Nationwide, the Anti-Defamation League said last month it had recorded a "significant spike in antisemitic incidents" since the Oct. 7 Hamas attack.
According to preliminary data from the ADL Center on Extremism, 312 incidents of harassment, vandalism and assault were recorded from Oct. 7 to Oct. 23 -- a 388% increase over the same period last year, when the ADL received reports of 64 such incidents, the organization said. More than half of the recent incidents (190) were directly linked to the Israel-Hamas war, the ADL said.

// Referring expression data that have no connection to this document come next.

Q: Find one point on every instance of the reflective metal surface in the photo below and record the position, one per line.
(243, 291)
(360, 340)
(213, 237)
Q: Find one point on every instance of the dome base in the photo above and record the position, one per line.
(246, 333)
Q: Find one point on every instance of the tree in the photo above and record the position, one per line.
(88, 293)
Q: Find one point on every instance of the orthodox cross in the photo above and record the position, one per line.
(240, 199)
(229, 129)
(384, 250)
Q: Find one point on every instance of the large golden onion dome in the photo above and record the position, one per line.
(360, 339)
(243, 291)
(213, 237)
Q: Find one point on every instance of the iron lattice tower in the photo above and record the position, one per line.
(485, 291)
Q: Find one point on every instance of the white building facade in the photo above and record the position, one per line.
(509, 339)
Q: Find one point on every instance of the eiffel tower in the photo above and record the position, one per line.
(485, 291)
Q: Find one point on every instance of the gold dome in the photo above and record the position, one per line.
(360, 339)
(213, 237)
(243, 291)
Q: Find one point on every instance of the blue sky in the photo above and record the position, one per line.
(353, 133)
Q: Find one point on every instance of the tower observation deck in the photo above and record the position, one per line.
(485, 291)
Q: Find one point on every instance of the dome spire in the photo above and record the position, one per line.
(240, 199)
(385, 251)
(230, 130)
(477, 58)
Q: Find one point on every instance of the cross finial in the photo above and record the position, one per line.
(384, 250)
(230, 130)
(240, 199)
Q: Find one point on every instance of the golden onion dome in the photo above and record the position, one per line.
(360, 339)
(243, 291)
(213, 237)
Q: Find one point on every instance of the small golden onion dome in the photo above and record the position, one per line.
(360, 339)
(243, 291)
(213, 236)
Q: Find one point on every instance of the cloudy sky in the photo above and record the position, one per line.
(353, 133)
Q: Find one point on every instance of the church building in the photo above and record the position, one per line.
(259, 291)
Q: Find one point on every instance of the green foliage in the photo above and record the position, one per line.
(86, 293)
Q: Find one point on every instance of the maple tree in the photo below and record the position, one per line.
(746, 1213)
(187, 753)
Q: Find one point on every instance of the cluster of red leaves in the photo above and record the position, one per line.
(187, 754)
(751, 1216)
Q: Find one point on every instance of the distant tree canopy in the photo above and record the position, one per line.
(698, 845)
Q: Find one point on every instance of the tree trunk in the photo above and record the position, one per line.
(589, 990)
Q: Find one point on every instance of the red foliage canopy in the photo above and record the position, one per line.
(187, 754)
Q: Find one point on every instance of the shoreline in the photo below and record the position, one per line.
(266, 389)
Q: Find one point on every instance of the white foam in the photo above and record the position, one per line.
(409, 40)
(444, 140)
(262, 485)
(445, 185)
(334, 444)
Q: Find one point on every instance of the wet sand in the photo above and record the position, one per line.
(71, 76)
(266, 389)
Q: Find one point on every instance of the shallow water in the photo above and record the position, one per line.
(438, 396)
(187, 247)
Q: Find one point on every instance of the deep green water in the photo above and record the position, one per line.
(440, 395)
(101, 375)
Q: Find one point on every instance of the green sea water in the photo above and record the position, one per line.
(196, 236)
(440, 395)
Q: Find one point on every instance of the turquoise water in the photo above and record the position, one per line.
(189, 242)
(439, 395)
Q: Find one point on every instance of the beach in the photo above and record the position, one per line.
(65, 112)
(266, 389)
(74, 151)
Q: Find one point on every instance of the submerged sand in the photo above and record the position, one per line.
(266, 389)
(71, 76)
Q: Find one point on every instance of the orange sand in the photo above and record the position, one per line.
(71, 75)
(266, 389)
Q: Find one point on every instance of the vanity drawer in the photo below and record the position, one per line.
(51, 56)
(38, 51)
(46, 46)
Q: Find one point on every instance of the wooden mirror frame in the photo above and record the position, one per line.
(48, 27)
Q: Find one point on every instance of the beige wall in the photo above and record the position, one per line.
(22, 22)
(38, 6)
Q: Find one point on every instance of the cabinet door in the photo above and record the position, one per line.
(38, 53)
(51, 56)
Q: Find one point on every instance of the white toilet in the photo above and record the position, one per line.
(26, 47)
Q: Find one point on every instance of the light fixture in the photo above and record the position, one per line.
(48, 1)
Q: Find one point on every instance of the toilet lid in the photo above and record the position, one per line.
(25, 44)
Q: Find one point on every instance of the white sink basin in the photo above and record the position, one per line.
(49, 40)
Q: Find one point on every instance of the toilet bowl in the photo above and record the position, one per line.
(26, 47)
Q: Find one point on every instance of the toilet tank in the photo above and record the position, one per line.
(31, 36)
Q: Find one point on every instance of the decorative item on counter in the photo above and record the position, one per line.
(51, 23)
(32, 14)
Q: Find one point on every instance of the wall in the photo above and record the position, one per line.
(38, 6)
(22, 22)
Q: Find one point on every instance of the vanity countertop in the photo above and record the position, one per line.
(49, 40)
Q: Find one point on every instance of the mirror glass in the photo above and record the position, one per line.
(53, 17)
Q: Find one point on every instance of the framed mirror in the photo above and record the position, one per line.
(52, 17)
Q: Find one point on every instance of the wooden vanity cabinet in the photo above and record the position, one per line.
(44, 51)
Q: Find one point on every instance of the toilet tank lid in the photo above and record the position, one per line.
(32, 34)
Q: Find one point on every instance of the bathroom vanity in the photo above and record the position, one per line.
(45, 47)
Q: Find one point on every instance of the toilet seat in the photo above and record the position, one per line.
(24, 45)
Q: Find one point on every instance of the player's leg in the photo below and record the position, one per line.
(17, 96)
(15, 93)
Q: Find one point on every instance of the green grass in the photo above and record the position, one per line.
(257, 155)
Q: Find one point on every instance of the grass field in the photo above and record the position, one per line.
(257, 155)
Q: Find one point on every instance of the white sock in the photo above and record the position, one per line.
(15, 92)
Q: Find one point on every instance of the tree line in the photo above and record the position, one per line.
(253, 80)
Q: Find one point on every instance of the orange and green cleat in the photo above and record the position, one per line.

The Council on American-Islamic Relations, the nation's largest Muslim civil rights organization, said Thursday that from Oct. 7 to Nov. 4, its national headquarters and chapters have received 1,283 requests for help and reports of bias. In an average 29-day period in 2022, it said it received 406 such complaints.
The U.S. Department of Homeland Security warned last month of an increase in antisemitic and Islamophobic hate attacks occurring in the U.S. amid the Israel-Hamas war.
"Targeted violence attacks may increase as the conflict progresses," the assessment said.
ABC News' Meredith Deliso contributed to this report.